大久保あり + 志田塗装 「そして、初めに戻る」アズマテイプロジェクト

大久保あり + 志田塗装 「そして、初めに戻る」アズマテイプロジェクト

名称:大久保あり + 志田塗装 「そして、初めに戻る」アズマテイプロジェクト
会期:2022年9月17日(土)~2022年9月25日(日)
開館時間:14:00 〜 18:00
休館日:月曜日、火曜日、水曜日、木曜日、金曜日
入場料:無料
会場:アズマテイプロジェクト
住所:〒231-0033 神奈川県横浜市中区長者町7-112 伊勢佐木町センタービル3F
URL:アズマテイプロジェクト

大久保ありは、「#20 イタリアの三日月」(2021)に参加し、AZPの空間に合わせた新作インスタレーション「You wouldn’t see the Ghosts」を自作の短編小説とともに発表しました。志田塗装は、「#27 志田塗装 虚実の皮膜」(2022)で、古びた外壁を再現する描画技術やこれまで収集してきた建築物の外壁塗膜のコレクションを初公開しました。大久保が同展に訪れたことから両者の交流は生まれています。
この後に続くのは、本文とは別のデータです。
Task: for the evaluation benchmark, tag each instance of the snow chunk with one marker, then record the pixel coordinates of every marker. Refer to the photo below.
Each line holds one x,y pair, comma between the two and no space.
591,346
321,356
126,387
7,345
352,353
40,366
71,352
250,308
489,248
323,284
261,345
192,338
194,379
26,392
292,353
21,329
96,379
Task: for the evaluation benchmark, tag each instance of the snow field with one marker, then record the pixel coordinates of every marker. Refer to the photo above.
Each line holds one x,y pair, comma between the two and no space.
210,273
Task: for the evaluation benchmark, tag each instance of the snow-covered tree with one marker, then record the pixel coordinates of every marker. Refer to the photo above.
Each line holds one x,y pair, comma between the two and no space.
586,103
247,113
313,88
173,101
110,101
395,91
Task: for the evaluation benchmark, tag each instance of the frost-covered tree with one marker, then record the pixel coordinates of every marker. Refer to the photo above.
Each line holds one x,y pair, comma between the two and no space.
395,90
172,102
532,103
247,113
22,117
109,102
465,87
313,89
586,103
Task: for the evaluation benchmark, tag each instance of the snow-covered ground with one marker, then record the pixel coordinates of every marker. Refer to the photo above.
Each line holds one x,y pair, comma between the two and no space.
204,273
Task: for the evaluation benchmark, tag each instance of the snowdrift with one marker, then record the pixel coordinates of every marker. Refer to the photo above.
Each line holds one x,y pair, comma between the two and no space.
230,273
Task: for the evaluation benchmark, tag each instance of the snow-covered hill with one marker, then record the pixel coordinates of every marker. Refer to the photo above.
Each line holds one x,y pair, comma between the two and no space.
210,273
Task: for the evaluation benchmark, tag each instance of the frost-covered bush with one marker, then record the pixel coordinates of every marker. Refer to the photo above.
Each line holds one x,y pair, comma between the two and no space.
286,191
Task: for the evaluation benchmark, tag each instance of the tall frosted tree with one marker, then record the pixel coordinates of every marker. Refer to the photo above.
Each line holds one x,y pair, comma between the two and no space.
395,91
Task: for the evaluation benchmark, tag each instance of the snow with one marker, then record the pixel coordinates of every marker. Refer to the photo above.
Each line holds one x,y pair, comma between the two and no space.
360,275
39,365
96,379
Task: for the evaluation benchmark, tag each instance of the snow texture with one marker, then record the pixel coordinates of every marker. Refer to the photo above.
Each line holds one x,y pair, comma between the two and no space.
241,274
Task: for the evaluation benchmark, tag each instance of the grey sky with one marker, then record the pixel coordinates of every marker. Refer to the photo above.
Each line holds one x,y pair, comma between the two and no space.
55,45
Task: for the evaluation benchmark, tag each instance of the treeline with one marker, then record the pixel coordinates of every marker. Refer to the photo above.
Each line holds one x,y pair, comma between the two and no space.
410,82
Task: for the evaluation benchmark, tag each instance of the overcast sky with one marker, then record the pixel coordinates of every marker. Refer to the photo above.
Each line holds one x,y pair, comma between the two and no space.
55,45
志田塗装の仕事に興味を持った大久保は、参加が決まっていた「MOTアニュアル2022 私の正しさは誰かの悲しみあるいは憎しみ」(東京都現代美術館)の自身の展示空間の塗装を依頼しました。現在開催中の同展で大久保が試みているのは、内と外が入子状になった大規模な回廊状の空間をつくり、そこに自身の過去の作品を再構成しつつ配置することで、複数の物語と時間軸が交差する「新たな物語」を紡ぐことです。志田塗装は、その回廊の壁面に清澄白河周辺の古い住宅の外壁や現代美術館の外観を模した特殊塗装を施し、さらに会期中にはその壁面にイタズラ描き=作品を挿入しました。大久保作品の文脈から外れた志田塗装のこの行為は、路地裏で目にする日常的光景としての錯覚を起こさせます。一方、今回のAZP展示では、「志田塗装の事務所」への介入が、大久保によって試みられることになります。現代美術館とAZPという2つの場所への同時進行的な挿入と介入は、すれ違いながらも重なり合い、それぞれの物語を駆動させていくことになります。
アズマテイプロジェクトは、独立した個として活動するアーティスト同士が繋がり協働しながら運営するスペースとして、自主的な表現の場をつくり上げてきました。残念ながらその活動の舞台となっている伊勢佐木町センタービルの幕はまもなく下りてしまいますが、アーティストの自主的な表現の場づくりに終わりはありません。展覧会タイトルの 「そして、初めに戻る」は、一旦終了した舞台のエピローグからこれから始まるプロローグまでの幕間を意味しています。変えられない終わりの不可逆な状況下に置かれながらも、そこに抗うアーティストの姿勢を少しでも感じ取っていただける機会にできれば幸いです。